ひでG

ビヨンド・ユートピア 脱北のひでGのレビュー・感想・評価

4.3
同行の撮影隊の手持ちカメラやスマホで撮られた深夜、森林の中の逃亡。
最近観たどんな実写映画、サスペンス映画より、心臓がバクバク、脂汗がドクドクと出てきそうな感覚に陥った。

脱出というシュチュエーションは、サスペンス映画の18番。最近では同じ韓国作品「モガデッシュ」やベン・アフレックの「アルゴ」、歴史を遡れば「大脱走」やヒッチコック映画まで、私たちの鼓動を速めてくれたが、何しろ今回は、ドキュメンタリーだから、、捕まえるのは、あの国だから、、
それらとはまた違う緊迫感があった。

あの真っ暗な闇の森で、声を落として、手持ちライト🔦を制限しながら、小さな子を抱っこし、おばあちゃんも足を引きずりながら、、
「犬の吠える声が聞こえるぞ、ライトを消せ!」
「プロ〜カーはわざと同じ道を歩かせてるんじゃないか?」
「あと何時間歩くんだ?」

観ていて、苦しくて、苦しくて、「助けてあげて〜!」て、自然に手を合わせて観ていた💦

よーやく着いたラオスの隠れ屋。屋根があり、寝床があり、最低限の食糧があるだけのシンプルな宿泊場に、脱北者の家族は、
「ここがユートピアかもしれない。」て、にこやかに話しているのも、痛々しかった。

さらに、このドキュメンタリーの凄さは、単に脱出の緊張と恐怖だけを描いていないという点だ。(脱出だけでも、アジア大陸縦断の凄いものだけど)
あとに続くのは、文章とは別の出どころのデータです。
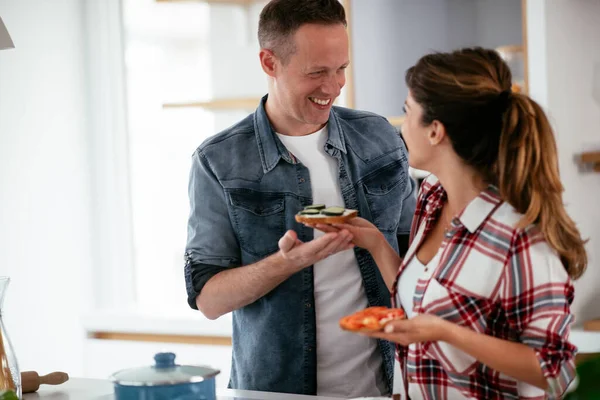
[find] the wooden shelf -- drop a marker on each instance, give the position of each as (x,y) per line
(238,2)
(396,121)
(592,157)
(249,103)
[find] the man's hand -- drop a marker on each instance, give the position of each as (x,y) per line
(364,234)
(302,255)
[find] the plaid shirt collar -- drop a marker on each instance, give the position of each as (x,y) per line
(472,216)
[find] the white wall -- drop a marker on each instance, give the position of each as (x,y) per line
(571,53)
(389,36)
(44,183)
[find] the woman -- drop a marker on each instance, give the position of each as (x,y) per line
(486,283)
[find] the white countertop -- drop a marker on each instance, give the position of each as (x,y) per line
(98,389)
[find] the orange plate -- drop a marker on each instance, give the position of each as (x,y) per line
(371,319)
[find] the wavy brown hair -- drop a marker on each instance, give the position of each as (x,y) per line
(505,136)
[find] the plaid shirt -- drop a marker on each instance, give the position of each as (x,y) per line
(495,279)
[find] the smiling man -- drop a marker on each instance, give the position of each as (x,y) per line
(248,182)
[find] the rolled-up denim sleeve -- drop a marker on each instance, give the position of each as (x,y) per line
(211,243)
(409,203)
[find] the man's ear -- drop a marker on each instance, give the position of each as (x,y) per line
(268,62)
(437,133)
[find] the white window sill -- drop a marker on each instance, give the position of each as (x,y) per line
(191,323)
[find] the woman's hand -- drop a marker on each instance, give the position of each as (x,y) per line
(422,328)
(364,233)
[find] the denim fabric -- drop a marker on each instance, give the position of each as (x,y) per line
(245,189)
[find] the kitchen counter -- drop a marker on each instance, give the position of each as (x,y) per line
(98,389)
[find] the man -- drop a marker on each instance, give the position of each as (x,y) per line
(248,182)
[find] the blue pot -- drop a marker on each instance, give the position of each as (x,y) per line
(165,381)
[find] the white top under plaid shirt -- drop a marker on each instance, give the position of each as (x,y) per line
(495,279)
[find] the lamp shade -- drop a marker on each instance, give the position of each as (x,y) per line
(5,40)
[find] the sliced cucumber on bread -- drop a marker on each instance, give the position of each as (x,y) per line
(315,207)
(321,214)
(333,211)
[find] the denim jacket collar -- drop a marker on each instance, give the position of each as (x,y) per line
(270,147)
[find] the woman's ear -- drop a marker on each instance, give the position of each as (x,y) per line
(437,133)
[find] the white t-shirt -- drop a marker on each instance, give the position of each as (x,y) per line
(407,285)
(348,365)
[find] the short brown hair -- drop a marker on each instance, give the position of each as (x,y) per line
(505,136)
(280,19)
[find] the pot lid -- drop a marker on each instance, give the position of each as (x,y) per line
(163,372)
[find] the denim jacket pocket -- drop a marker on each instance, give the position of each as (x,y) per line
(384,190)
(259,220)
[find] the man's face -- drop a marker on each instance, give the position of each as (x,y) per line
(308,84)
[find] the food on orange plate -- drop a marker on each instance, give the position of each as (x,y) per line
(371,319)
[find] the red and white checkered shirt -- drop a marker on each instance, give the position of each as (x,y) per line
(497,280)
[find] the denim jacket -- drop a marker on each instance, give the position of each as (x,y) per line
(245,189)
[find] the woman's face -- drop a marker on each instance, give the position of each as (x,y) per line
(416,134)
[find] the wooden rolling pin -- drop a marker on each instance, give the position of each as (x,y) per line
(31,381)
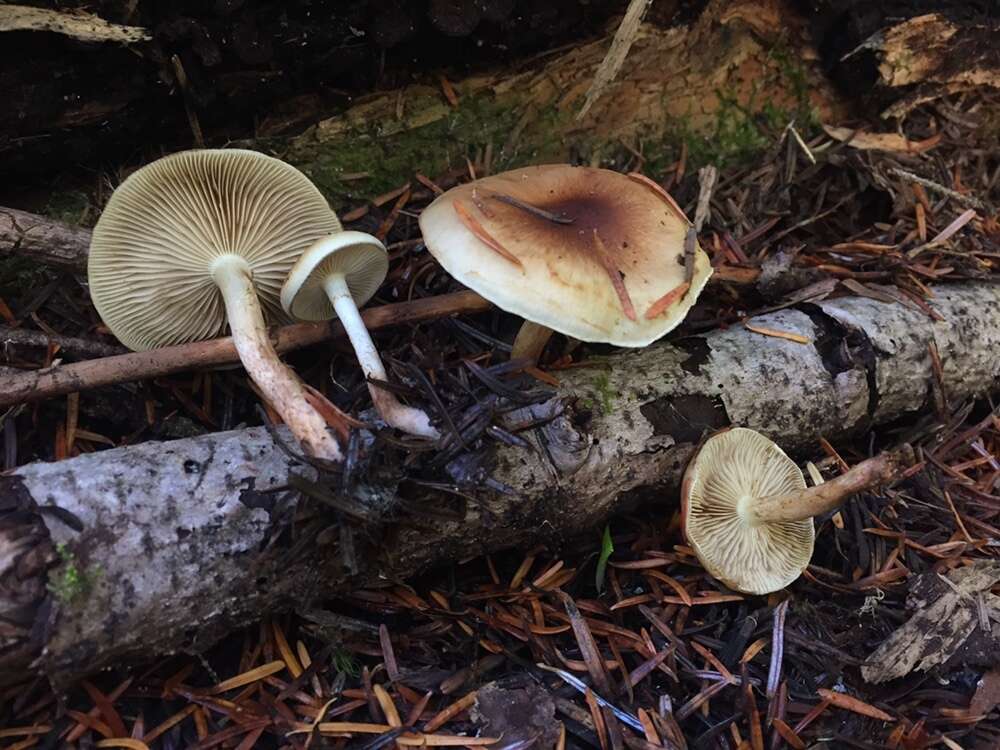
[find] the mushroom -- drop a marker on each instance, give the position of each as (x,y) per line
(594,254)
(747,513)
(334,277)
(199,240)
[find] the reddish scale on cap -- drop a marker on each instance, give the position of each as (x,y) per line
(594,250)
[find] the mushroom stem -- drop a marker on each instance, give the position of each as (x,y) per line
(405,418)
(812,501)
(282,390)
(530,341)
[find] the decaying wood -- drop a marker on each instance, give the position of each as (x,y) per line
(948,611)
(672,78)
(620,45)
(85,27)
(34,385)
(178,543)
(43,240)
(930,56)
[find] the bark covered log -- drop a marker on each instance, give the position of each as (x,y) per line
(168,546)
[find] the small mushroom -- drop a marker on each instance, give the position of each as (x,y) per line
(594,254)
(333,278)
(201,240)
(747,512)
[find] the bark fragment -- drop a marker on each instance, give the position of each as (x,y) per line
(183,541)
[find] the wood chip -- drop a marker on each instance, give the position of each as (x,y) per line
(787,335)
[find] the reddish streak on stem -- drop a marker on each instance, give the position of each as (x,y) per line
(656,188)
(660,306)
(477,229)
(615,275)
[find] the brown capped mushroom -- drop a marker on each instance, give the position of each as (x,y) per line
(591,253)
(747,512)
(201,240)
(334,277)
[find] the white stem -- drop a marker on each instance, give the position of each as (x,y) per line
(279,385)
(530,341)
(405,418)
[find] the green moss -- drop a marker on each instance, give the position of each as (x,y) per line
(604,393)
(20,274)
(743,126)
(70,207)
(389,154)
(345,663)
(68,582)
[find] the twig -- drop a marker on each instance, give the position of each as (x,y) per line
(55,381)
(69,344)
(707,177)
(612,62)
(533,210)
(967,200)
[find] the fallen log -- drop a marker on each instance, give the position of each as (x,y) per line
(35,385)
(166,547)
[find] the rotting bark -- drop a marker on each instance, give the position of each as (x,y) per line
(945,617)
(44,240)
(674,83)
(174,544)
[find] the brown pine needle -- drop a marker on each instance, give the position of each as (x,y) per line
(674,584)
(428,183)
(286,651)
(485,237)
(655,187)
(660,306)
(787,335)
(615,275)
(409,739)
(483,208)
(25,731)
(258,673)
(449,92)
(855,705)
(161,728)
(788,734)
(388,707)
(446,714)
(533,210)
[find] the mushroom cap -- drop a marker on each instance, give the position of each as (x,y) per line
(729,472)
(151,254)
(360,257)
(562,281)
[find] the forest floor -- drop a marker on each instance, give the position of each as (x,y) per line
(491,647)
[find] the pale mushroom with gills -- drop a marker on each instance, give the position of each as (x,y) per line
(593,254)
(748,515)
(199,241)
(334,277)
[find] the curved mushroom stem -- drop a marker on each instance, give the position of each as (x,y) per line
(282,390)
(812,501)
(530,341)
(405,418)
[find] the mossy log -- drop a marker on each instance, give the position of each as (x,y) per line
(165,547)
(705,85)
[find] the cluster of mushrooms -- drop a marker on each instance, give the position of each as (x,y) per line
(205,240)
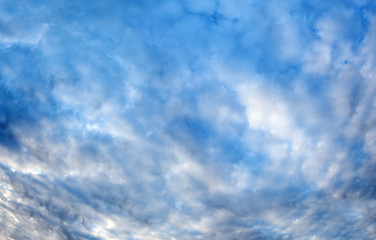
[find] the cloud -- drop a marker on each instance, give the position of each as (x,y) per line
(187,120)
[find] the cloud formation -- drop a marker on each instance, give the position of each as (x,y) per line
(187,119)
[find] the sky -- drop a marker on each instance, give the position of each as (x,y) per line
(185,119)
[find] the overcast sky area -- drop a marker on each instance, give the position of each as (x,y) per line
(187,119)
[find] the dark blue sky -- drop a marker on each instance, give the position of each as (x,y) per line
(184,119)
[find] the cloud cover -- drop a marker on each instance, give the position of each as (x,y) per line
(187,119)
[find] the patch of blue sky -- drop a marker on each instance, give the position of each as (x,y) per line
(188,119)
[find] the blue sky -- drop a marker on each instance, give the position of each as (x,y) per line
(182,119)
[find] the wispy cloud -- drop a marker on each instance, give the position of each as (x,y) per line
(187,120)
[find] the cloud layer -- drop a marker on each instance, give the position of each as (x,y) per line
(188,119)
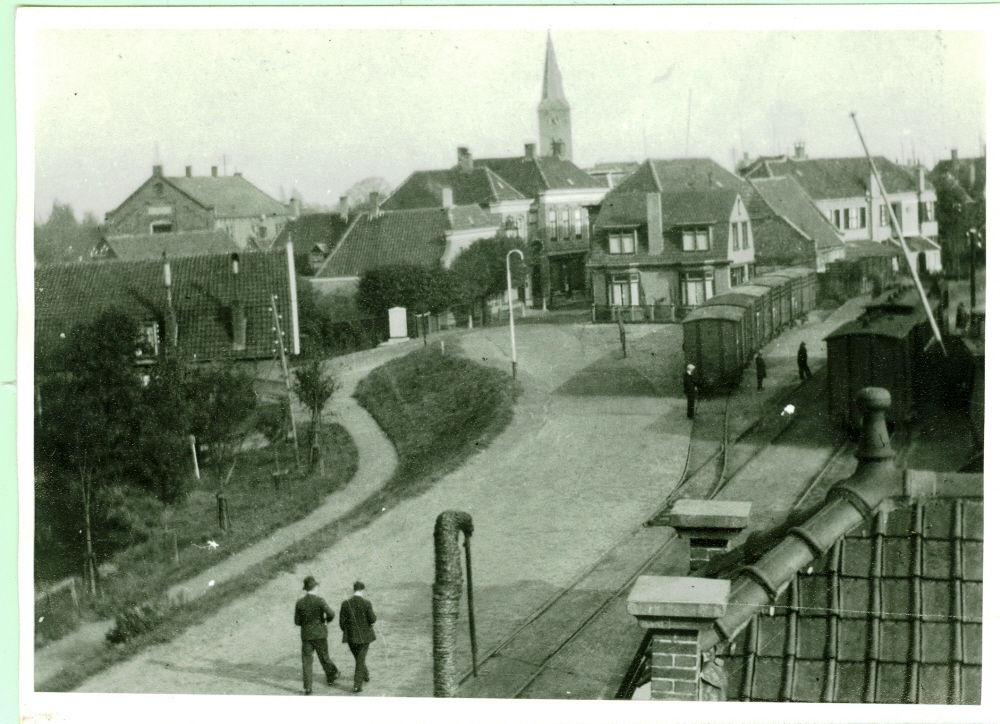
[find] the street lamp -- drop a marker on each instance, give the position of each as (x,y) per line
(510,310)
脱北家族は、国際社会から隔離され、徹底的に管理された国家しか体験していない。

おばあちゃんは、「本当は脱北なんかしたくなかった。金正恩将軍は若いのに偉大な指導者で国民の為に努力されている。」と本心で話す。

小さな子どもたちは、金正恩を「世界一偉い方」と語る。
そーゆーインタビューの言葉以上に、彼らの祖国はかの国しかなく、彼らの体内にはかの国のDNAしか存在しないんだなって、「あ〜そうなのか〜」と、思わず天を仰ぎなくなった、何とも言えない虚しさと恐ろしさが現れたシーンが、、、

体力も気力も限界スレスレの真っ暗な森林を抜け出し、心から安堵した脱出家族が
支援者の車の中で自然に口に出たのは、祖国を讃える歌だった。それを歌う家族のホッとした表情。
何と表現したらよいか分からないけれど、
恐ろしいし、哀しいし、そんな感情も湧き立ってきた。

本作は、この家族と並行して、脱北に失敗した息子を心配する母親の姿も記録されている。お母さんは先に脱北に成功し、それを息子が追いかけ、国境の川を渡っている途中で捕まってしまったのだ。
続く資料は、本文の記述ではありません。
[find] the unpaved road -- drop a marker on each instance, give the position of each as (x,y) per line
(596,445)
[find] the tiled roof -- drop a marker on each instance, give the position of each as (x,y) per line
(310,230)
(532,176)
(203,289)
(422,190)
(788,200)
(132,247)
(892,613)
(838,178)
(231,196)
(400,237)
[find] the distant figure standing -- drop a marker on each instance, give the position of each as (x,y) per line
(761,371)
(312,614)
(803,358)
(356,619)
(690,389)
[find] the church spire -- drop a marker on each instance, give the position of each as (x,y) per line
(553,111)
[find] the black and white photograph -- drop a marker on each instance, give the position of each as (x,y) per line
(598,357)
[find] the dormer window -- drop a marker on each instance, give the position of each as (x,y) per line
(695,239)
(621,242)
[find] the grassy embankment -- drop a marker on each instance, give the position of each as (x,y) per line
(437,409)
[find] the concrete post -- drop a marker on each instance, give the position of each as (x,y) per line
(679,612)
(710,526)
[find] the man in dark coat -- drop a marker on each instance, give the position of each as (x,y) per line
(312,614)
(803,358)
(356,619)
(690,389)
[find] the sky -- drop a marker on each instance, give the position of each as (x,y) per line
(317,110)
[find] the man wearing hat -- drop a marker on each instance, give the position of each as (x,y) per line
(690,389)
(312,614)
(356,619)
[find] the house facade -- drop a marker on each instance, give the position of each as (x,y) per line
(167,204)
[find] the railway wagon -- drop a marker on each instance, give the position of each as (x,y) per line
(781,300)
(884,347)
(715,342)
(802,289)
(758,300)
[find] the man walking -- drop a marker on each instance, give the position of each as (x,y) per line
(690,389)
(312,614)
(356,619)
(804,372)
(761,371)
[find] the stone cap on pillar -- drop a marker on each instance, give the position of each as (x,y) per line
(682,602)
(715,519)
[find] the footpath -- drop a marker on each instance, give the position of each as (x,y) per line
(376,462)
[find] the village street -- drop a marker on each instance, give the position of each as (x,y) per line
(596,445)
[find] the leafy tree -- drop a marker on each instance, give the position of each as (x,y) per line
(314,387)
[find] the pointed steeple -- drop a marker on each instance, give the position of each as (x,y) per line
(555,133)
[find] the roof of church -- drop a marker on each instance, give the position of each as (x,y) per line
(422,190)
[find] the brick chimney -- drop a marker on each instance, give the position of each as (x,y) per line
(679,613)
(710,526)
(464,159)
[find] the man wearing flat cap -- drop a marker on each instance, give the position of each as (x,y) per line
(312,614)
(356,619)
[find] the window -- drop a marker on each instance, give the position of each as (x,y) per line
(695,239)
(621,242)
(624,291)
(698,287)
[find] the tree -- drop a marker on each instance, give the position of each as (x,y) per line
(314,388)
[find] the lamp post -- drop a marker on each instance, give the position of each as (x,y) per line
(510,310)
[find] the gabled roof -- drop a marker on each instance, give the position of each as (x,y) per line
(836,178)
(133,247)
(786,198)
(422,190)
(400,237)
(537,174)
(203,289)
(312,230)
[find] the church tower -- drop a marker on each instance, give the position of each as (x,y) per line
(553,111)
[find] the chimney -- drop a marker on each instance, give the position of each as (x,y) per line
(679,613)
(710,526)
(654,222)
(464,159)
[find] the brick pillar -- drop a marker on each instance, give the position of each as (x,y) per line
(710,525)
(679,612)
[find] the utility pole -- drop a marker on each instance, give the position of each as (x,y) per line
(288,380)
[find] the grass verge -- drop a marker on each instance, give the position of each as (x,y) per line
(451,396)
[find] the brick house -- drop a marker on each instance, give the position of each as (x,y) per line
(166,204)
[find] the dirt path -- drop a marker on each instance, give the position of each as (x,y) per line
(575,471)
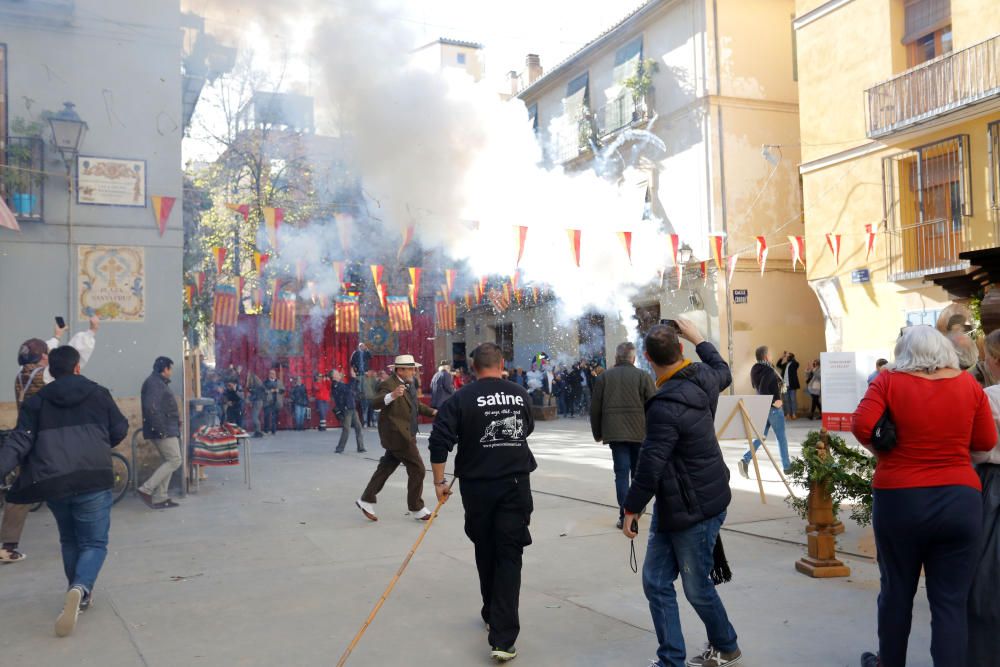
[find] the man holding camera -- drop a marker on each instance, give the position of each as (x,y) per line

失敗したらどうなるか、この母親の悲痛な叫びが、3代家族の脱北劇に更に緊迫感を増す働きをしている。
彼女の嘆きは、本当に辛く、悲しい。

彼ら脱北者を長年支援してきた韓国の
キム・ソウウン牧師。今までに1000人以上の脱北者を助けてきたとのこと。
現代のシンドラーだ!
自らの命もかけて人々を救ってきた人だ。心から尊敬します。どうぞ、ご自分の安全を第一にしてください。
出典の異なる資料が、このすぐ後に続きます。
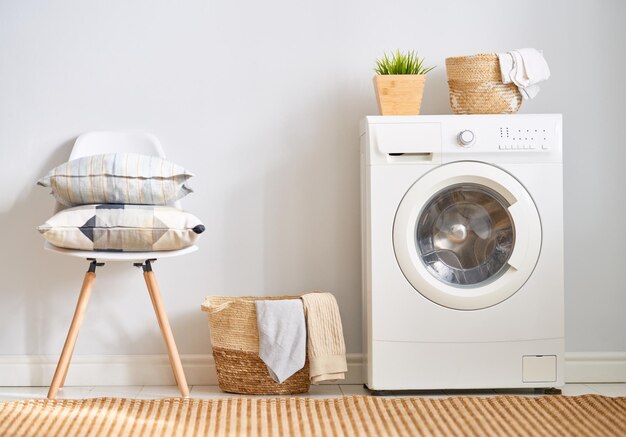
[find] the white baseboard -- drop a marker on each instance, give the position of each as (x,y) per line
(595,367)
(87,370)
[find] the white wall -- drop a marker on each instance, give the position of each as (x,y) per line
(262,101)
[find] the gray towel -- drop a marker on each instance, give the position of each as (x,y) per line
(282,336)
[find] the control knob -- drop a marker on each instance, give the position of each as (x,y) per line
(466,138)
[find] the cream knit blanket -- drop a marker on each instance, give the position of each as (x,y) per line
(325,344)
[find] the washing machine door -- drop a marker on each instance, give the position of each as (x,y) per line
(467,235)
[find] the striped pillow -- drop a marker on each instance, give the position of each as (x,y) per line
(117,178)
(122,228)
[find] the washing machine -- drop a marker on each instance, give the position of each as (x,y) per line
(462,230)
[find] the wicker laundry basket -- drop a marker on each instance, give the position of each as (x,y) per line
(235,342)
(476,86)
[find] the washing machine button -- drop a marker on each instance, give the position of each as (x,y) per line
(466,138)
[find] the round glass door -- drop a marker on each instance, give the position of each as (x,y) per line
(465,235)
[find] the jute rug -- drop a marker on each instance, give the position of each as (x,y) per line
(348,416)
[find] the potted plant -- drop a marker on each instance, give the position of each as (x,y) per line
(399,83)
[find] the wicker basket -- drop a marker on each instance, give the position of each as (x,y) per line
(476,86)
(235,342)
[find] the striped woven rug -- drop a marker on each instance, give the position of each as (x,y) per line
(348,416)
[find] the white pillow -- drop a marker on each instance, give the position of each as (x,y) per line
(125,228)
(127,178)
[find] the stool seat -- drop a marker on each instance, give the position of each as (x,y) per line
(101,142)
(119,256)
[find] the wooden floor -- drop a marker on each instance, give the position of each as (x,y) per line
(320,391)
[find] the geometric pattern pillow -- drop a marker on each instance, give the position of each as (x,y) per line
(122,228)
(117,178)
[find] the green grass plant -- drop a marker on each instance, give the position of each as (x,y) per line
(401,63)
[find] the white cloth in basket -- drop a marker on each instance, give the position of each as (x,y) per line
(525,68)
(282,336)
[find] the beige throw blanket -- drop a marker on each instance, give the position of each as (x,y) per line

タイに入国した家族は、その後韓国で今までの共和国での洗脳を解いてもらう。

彼らはカメラの前で堂々と自分の意見を述べていく。
北の政権は憎い、騙されていた時間の長さを思うと後悔が広まっていく。
だけど、ずっと住んでいたあの村、近所の人々を想うととても寂しくなって、どうしようもなくなる。

何と酷いことをしてきた、している国家、
いや、国家の仮面を被った犯罪集団なんだろう。

重くて深い大変貴重な、貴重なドキュメンタリーだった、、

もっと多くの方に観てほしいし、一刻も早く南北が統一されることを願います。